Should you buy gold now?

Though the metal is rebounding in international markets, further gains could be limited

Priya Nair Mumbai
Last Updated : Jul 23 2013 | 10:33 PM IST
Lately, gold prices have seen a correction — the metal has fallen 31 per cent from its all-time high of $1,921 in September 2011. In India, the price stands at Rs 26,885/10g, down 20 per cent from the high of Rs 32,500/10g recorded in November 2012. While gold prices fell substantially globally, in rupee terms, the fall stood at 20 per cent, as the rupee depreciated by about 10 per cent against the dollar since January.

Still, gold has been on the rebound globally, standing at $1,317, about 10 per cent higher than the low of $1,200 in June. This poses an important question---should investors buy gold now?

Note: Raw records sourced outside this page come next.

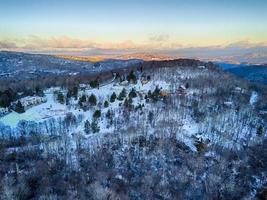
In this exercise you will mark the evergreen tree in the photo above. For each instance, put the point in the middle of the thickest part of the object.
(87, 127)
(156, 94)
(4, 101)
(92, 100)
(39, 92)
(60, 97)
(113, 97)
(131, 77)
(122, 95)
(150, 117)
(132, 94)
(94, 84)
(82, 100)
(75, 92)
(19, 108)
(94, 126)
(260, 130)
(97, 114)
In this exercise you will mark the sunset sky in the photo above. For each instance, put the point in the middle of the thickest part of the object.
(137, 25)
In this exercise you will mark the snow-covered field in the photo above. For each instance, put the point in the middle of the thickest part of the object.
(52, 108)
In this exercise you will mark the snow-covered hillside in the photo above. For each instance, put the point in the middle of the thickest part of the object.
(179, 125)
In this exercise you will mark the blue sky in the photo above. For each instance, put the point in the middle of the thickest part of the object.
(138, 24)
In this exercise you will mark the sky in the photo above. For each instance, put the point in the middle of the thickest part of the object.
(112, 26)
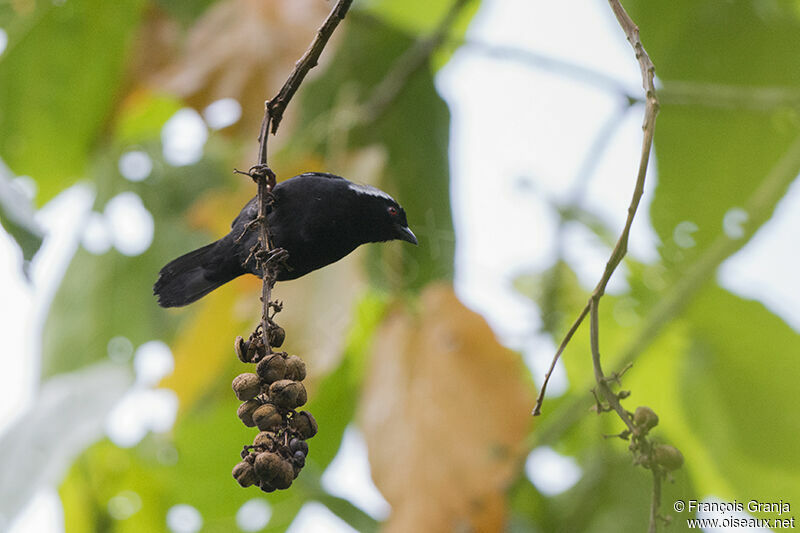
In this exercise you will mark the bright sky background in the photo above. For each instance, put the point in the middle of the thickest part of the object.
(518, 136)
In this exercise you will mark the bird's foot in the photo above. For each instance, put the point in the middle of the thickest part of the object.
(260, 172)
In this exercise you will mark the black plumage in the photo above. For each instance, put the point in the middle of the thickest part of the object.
(317, 218)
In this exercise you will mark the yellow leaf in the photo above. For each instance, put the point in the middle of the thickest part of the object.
(445, 411)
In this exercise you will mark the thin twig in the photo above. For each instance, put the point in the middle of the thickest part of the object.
(621, 248)
(655, 501)
(416, 56)
(678, 296)
(309, 60)
(261, 173)
(672, 92)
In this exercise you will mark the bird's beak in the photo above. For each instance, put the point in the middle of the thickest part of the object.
(405, 234)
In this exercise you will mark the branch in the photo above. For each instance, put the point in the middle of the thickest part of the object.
(268, 258)
(277, 105)
(679, 295)
(621, 248)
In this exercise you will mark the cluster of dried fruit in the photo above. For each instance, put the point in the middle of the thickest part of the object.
(664, 456)
(271, 397)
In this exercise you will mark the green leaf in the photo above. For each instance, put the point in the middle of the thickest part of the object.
(119, 300)
(61, 74)
(69, 414)
(421, 16)
(16, 216)
(334, 402)
(712, 159)
(722, 381)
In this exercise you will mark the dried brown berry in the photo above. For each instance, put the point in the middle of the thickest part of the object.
(645, 418)
(284, 475)
(298, 445)
(304, 424)
(295, 368)
(287, 394)
(276, 335)
(267, 466)
(244, 473)
(669, 457)
(246, 386)
(240, 346)
(264, 439)
(271, 368)
(246, 411)
(267, 417)
(299, 458)
(254, 346)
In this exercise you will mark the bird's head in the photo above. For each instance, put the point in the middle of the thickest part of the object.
(385, 218)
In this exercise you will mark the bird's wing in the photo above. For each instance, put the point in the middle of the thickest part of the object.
(248, 212)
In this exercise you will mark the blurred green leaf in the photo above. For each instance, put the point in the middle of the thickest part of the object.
(119, 300)
(69, 413)
(16, 216)
(420, 16)
(710, 160)
(61, 74)
(143, 116)
(334, 402)
(415, 133)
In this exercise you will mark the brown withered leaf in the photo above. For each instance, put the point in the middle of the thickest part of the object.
(444, 412)
(242, 49)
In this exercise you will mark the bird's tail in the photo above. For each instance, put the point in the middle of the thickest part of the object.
(192, 276)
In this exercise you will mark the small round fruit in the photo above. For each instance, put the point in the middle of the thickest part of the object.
(267, 417)
(669, 457)
(246, 386)
(271, 368)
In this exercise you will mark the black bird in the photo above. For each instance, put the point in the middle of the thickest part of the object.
(317, 218)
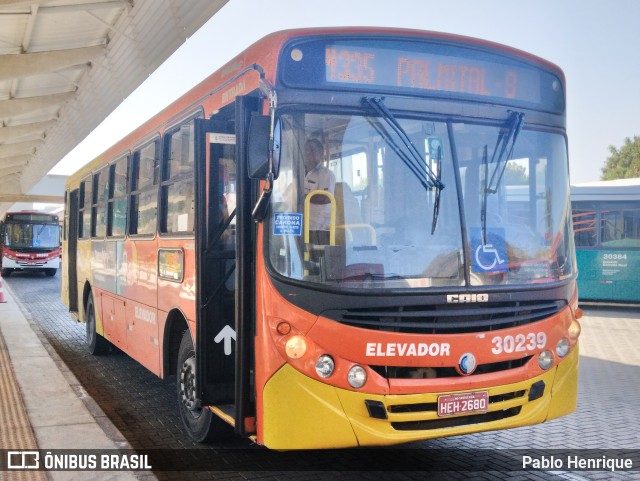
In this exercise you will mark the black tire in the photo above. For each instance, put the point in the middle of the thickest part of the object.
(201, 424)
(96, 344)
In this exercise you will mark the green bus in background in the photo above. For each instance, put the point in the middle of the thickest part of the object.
(606, 224)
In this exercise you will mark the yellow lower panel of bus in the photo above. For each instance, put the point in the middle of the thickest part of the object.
(302, 413)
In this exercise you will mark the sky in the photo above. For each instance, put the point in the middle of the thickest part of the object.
(595, 42)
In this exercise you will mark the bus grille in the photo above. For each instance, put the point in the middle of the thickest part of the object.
(449, 318)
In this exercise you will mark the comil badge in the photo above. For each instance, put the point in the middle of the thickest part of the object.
(467, 364)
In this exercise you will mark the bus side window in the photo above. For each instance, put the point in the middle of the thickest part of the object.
(117, 210)
(84, 213)
(98, 211)
(177, 190)
(144, 193)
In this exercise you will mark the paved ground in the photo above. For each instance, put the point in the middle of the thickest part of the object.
(142, 408)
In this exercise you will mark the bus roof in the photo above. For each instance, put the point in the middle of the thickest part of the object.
(265, 53)
(620, 189)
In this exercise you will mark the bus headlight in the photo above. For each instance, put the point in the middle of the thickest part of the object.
(562, 348)
(545, 360)
(325, 366)
(357, 376)
(574, 330)
(295, 347)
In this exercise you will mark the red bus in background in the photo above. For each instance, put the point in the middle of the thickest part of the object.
(427, 289)
(30, 240)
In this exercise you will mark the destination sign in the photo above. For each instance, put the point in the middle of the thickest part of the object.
(393, 68)
(453, 70)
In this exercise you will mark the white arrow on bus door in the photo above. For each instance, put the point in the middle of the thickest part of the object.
(227, 333)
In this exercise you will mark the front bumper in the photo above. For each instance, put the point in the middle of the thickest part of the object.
(302, 413)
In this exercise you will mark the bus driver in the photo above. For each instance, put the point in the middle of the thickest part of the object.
(318, 177)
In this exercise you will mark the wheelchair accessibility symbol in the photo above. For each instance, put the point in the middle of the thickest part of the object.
(492, 256)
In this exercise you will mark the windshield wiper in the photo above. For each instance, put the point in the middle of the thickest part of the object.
(506, 137)
(410, 154)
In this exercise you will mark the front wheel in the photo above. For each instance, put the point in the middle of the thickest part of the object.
(96, 344)
(200, 423)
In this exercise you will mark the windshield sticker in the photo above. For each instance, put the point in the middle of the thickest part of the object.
(287, 223)
(492, 256)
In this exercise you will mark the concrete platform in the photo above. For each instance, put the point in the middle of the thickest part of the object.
(41, 402)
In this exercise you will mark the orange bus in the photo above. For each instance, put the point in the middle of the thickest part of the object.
(343, 237)
(30, 240)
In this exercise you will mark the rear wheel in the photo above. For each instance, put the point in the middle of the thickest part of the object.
(200, 423)
(96, 344)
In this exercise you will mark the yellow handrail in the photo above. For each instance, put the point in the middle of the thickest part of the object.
(332, 218)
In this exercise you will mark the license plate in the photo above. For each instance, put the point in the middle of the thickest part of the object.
(463, 403)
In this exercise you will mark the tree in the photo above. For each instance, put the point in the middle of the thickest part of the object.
(623, 163)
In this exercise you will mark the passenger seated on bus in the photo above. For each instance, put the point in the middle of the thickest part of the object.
(350, 229)
(318, 177)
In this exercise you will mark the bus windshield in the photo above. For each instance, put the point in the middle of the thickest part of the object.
(20, 235)
(381, 223)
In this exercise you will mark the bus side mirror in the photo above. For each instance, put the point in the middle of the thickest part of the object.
(259, 149)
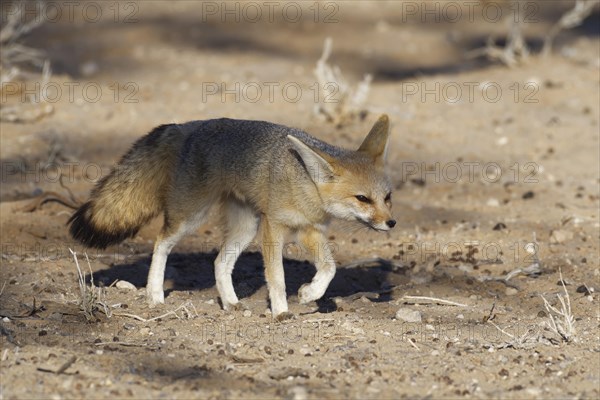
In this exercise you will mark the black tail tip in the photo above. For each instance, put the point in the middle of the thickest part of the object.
(85, 232)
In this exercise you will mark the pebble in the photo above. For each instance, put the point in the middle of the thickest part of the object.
(493, 203)
(125, 285)
(560, 236)
(408, 315)
(145, 331)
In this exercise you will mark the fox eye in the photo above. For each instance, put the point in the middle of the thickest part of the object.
(363, 199)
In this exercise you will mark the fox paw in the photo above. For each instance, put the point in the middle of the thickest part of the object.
(155, 297)
(305, 294)
(284, 316)
(239, 306)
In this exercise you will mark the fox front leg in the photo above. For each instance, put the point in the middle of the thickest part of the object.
(314, 240)
(272, 251)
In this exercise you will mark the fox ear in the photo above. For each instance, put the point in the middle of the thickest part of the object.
(318, 167)
(375, 144)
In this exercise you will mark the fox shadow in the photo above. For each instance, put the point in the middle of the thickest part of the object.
(195, 271)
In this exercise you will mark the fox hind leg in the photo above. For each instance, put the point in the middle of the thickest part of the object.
(241, 225)
(171, 233)
(315, 242)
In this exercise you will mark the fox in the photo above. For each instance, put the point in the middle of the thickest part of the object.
(269, 181)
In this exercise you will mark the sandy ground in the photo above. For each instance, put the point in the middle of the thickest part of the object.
(485, 160)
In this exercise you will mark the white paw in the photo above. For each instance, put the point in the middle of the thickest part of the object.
(237, 306)
(155, 297)
(306, 294)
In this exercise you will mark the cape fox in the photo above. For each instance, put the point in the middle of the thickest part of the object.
(261, 175)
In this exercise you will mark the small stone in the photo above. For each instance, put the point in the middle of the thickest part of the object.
(145, 331)
(125, 285)
(528, 195)
(499, 226)
(408, 315)
(493, 203)
(560, 236)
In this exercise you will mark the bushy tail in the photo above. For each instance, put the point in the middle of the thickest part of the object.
(132, 194)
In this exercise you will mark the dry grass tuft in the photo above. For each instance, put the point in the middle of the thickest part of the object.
(90, 296)
(561, 320)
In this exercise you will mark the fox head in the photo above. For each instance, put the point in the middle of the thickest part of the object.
(354, 186)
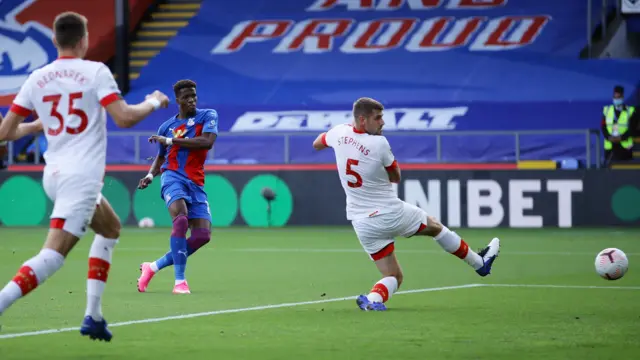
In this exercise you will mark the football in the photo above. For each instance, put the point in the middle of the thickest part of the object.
(146, 222)
(611, 263)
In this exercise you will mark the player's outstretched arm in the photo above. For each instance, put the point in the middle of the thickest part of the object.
(9, 126)
(25, 129)
(394, 173)
(389, 161)
(204, 141)
(320, 143)
(126, 115)
(153, 172)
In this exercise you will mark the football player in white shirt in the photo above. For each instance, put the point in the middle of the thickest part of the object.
(71, 95)
(367, 169)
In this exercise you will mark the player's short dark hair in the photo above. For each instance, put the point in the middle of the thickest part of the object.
(69, 28)
(183, 84)
(365, 107)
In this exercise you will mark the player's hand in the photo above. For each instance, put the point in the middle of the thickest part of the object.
(144, 182)
(159, 139)
(164, 99)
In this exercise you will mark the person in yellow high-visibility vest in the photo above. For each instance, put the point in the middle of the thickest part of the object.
(617, 121)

Experts say prices would stabilise. So, at the moment, investors should avoid being too aggressive on gold, as the commodity is still seeing pressure. Rajesh Iyer, head (investments and family office), Kotak Wealth Management, says investors should be prepared for a 10 per cent fall in prices and when prices start recovering, the gains might not be substantial. “The risk-taking ability has returned among investors. In the US, there are signs of a recovery, while in Europe, the situation has stabilised. It is unlikely that gold would return to $1,900 levels. It may stabilise at $1,300-1,400 levels. As long as it accounts for 5-10 per cent of your portfolio, the impact wouldn’t be much if prices fall,” Iyer adds.
Reena Rohit, chief manager (non-agri commodities & currencies), Angel Broking, says while gold prices would be stable at current levels, high appreciation seems unlikely. “Prices will stabilise due to statements by the US Federal Reserve. But these would remain volatile. Investors will not be able to make quick gains in the short term, say six months. The sentiment does not look very positive,” she adds.

Those seeking to buy physical gold for purposes such as marriage, etc, should do so before the festive season, when higher demand tends to result in a price rise. The supply of gold in India is tight and the high import duty could raise prices further.
For those looking to invest in gold, experts recommend a go-slow mode. They add major investments in gold should be avoided, as the commodity isn’t expected to appreciate significantly. Investment in gold is useful from an asset-diversification point of view, but one should not consider it for a goal less than five years ahead, says Sumeet Vaid, chief executive of Ffreedom Financial Planners. “Asset allocation cannot be done based on how much the asset has returned in the past. It has to be based on future trends,” he adds.

If gold accounts for more than five per cent of your overall portfolio, experts recommend avoiding gold for now. Most investors already have a substantial portion of physical gold at home. If you don’t have any, buy small quantities through paper assets such as exchange-traded funds (ETFs) and fund of funds. Though the cost is lower in the case of ETFs, you need a demat account to invest in these. However, for the fund-of-funds route, you don’t need a demat account; till your target allocation is complete, you could invest through a systematic invest plan.
Paper gold can be converted into physical assets or switched to buy physical gold. “The risk of holding gold in India is low, as it is an investment asset that can become a consumption asset quickly. Even if you have gold ETFs, you could convert these into physical gold,” says Vaid.